From Eiffel to Idris: The Long Arc of Specs That Run

Gabriel Gonzalez makes the argument on haskellforall.com that a sufficiently detailed specification is code. The claim is compact, but the history behind it is long, and the history is worth tracing because each tool and tradition that embodies this idea discovered a different failure mode and a different practical payoff.

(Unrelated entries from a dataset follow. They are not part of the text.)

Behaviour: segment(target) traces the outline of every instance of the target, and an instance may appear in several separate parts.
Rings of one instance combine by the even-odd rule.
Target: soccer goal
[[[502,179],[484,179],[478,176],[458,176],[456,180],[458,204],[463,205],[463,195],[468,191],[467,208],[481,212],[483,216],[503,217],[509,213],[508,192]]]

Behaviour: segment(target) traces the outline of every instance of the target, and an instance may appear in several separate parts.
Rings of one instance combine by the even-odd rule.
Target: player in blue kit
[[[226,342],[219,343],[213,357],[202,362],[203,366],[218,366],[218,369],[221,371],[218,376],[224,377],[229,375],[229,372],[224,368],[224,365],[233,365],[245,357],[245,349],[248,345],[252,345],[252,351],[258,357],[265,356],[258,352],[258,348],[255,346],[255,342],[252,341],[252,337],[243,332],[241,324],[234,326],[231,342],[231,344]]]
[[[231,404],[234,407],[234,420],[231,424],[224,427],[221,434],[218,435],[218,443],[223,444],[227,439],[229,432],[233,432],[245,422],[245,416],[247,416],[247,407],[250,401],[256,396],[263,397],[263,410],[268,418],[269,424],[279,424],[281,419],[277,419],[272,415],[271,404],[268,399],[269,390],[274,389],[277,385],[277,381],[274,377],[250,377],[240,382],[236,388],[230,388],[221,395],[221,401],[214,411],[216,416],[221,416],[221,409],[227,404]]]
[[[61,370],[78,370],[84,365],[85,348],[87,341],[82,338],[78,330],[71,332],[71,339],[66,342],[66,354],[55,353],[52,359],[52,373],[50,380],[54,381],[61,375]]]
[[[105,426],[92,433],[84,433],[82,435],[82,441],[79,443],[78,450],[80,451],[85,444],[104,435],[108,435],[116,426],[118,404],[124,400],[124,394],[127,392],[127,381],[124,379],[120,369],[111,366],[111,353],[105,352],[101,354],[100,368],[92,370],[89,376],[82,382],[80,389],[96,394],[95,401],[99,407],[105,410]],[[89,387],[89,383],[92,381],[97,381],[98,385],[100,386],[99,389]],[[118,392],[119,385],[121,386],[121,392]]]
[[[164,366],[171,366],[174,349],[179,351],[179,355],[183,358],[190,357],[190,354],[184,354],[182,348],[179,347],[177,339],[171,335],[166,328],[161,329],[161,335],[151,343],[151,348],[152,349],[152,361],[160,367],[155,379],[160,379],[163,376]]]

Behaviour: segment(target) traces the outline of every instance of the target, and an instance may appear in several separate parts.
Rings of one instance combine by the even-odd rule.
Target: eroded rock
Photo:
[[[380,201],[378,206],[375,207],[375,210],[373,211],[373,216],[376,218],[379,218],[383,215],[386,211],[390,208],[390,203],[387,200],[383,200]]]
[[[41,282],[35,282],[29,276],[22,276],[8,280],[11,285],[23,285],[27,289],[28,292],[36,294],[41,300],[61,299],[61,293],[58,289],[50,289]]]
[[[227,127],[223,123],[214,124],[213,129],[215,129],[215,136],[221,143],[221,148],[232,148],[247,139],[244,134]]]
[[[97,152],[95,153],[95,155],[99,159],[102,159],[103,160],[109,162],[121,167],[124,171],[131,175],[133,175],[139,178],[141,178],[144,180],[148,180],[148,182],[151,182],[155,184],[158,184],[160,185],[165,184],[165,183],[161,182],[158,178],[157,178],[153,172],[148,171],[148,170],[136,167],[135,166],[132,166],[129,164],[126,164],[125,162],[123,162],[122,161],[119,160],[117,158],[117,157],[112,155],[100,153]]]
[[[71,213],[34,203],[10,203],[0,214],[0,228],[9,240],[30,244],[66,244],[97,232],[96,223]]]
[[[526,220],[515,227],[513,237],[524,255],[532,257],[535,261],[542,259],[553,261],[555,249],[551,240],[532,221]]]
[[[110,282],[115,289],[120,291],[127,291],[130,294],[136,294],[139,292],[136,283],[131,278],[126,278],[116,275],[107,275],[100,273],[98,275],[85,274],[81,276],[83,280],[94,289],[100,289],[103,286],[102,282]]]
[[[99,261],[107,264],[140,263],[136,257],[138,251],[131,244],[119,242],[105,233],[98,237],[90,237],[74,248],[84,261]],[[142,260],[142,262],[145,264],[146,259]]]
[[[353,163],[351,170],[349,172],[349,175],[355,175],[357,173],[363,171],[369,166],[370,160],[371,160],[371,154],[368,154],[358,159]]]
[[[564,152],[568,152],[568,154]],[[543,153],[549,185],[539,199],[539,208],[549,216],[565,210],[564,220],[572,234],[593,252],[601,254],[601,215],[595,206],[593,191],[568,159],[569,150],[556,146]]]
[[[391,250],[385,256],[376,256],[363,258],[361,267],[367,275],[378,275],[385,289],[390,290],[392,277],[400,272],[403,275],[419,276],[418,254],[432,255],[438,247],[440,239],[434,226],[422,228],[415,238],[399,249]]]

The gradient runs from prose requirements through types, property tests, refinement types, formal models, and finally dependent types. These are not competing schools of thought; they are different positions on the same continuum, each suited to different stakes and different domains. Where you sit on that gradient should be a deliberate choice, not a default.

The Eiffel Starting Point

Bertrand Meyer gave the idea its most influential early form in the mid-1980s with Design by Contract in Eiffel. The language lets you attach preconditions and postconditions directly to methods:

put (x: G; key: STRING)
    require
        key_not_empty: not key.is_empty
    do
        -- implementation
    ensure
        inserted: item(key) = x
    end

The require and ensure clauses are executable specifications. In debug builds they check at runtime; external tools can analyze them statically. Meyer’s key observation was that a contract layer tight enough eventually collapses the implementation space to a single reasonable option. The spec and the code converge.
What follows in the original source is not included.